If you build it, they will come, or so the saying goes. At the annual meeting in 2003, Kotcheff reported that the site had 9,000 visits and 34,000 hits in the past year. These numbers would only grow. Kotcheff and Guilbert had created a living bilingual archival history of the journalism of media organizations recognized by the Michener Award, the mid-career fellowships and the Foundation. It honoured public service journalism going back to its beginnings in the late 1960s. Much of the information in this book has been informed by the material on the archival website that Kotcheff lovingly created and maintained until he left the board in 2014.95 (The website was discontinued in 2021 when the Michener Awards Foundation redesigned its website.) Kotcheff and Guilbert had taken the Foundation off the printed page and into the twenty-first century of the Internet.  

Back in 1999, it was hard to imagine how online journalism would compete with established newspapers, magazines and broadcasters.
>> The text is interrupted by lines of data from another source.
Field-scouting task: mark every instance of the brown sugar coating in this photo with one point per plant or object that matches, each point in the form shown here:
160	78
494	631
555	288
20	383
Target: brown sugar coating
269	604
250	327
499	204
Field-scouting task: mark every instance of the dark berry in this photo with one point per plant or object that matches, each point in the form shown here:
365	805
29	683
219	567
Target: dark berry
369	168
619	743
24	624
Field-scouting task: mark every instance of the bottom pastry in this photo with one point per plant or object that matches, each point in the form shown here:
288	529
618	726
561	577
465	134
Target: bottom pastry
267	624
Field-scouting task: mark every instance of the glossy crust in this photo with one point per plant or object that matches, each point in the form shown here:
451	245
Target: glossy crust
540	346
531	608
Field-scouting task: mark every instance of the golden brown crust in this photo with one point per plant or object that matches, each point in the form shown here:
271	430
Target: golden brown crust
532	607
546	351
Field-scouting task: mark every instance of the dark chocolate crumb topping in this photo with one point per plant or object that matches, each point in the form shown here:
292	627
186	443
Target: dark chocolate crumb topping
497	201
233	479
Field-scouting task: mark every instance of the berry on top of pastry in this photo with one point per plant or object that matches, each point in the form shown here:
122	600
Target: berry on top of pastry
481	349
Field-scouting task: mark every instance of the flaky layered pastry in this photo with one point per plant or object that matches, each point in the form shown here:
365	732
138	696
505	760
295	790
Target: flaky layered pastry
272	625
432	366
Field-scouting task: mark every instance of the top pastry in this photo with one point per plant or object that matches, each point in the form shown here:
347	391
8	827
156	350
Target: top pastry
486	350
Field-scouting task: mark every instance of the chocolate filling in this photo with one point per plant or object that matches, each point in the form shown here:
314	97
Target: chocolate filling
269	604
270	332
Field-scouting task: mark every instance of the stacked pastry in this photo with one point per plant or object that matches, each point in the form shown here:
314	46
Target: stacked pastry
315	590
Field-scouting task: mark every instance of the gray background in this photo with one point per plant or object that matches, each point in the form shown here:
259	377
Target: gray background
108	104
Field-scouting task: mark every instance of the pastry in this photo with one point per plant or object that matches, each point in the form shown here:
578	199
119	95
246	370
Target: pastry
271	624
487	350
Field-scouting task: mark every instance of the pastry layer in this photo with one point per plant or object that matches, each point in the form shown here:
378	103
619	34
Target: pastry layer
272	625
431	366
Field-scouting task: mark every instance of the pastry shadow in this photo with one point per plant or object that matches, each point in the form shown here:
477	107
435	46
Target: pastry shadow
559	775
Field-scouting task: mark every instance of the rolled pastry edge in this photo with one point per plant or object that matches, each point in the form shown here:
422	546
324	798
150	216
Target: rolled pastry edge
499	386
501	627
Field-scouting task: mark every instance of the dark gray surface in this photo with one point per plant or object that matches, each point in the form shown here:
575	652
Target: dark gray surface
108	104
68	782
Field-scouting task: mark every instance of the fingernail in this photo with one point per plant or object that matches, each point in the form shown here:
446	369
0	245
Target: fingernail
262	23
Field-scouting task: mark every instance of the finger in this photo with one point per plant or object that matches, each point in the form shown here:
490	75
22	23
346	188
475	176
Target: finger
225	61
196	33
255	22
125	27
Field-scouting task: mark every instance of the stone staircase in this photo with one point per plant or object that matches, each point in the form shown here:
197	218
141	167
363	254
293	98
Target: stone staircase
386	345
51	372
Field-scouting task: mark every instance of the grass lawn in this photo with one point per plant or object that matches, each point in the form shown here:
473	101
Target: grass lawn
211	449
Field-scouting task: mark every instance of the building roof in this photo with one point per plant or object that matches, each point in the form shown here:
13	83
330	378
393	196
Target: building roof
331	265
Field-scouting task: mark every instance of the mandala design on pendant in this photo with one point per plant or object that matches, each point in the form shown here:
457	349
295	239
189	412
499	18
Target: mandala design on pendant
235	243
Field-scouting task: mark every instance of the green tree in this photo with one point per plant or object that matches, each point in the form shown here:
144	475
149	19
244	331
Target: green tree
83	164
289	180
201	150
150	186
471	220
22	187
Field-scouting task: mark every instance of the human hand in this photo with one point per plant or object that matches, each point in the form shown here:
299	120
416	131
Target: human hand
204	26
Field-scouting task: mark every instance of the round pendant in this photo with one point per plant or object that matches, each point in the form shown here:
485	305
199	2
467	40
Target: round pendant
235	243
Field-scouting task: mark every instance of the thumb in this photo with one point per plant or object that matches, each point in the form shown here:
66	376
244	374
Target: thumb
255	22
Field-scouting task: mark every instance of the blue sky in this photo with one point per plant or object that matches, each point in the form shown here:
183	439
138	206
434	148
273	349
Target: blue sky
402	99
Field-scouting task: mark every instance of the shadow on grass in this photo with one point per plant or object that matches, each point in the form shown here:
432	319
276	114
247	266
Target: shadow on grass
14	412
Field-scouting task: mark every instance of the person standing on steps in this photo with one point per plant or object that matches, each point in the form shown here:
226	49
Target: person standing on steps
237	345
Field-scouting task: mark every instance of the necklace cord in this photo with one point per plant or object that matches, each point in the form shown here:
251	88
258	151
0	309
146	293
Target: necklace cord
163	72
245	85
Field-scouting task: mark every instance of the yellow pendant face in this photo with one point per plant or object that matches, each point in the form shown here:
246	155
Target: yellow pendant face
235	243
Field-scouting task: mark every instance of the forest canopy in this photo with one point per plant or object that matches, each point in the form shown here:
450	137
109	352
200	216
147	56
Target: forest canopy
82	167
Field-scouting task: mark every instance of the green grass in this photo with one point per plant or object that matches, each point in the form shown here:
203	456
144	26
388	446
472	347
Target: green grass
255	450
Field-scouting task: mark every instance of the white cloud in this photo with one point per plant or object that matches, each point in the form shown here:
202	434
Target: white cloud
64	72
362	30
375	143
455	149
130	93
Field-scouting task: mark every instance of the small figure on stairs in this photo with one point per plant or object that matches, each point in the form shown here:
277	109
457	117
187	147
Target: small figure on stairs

Board member Pierre Bergeron was not far off base when he worried that “the awards deck would be stacked against that kind of [online] journalism.”96 It has taken time for small, independent online news organizations to mature and produce journalism that is both substantial and has an impact. The first entry from an online media outlet came in 2007, but the first online news organization to be a Michener finalist was the National Observer in 2016. The Observer’s hard-hitting investigation derailed the Energy East pipeline hearings after revelations that the panel members had met with former Québec premier-turned-lobbyist Jean Charest. “As the media landscape changes, I think it’s important for us to demonstrate that responsible journalism matters and that it’s critical for strengthening public trust in our democracy,” said Ottawa bureau chief Mike de Souza at the awards ceremony. The Michener Award by its very mission would play a role in this debate, and the website helped to expose the award-winning stories from large and small media to a growing virtual audience.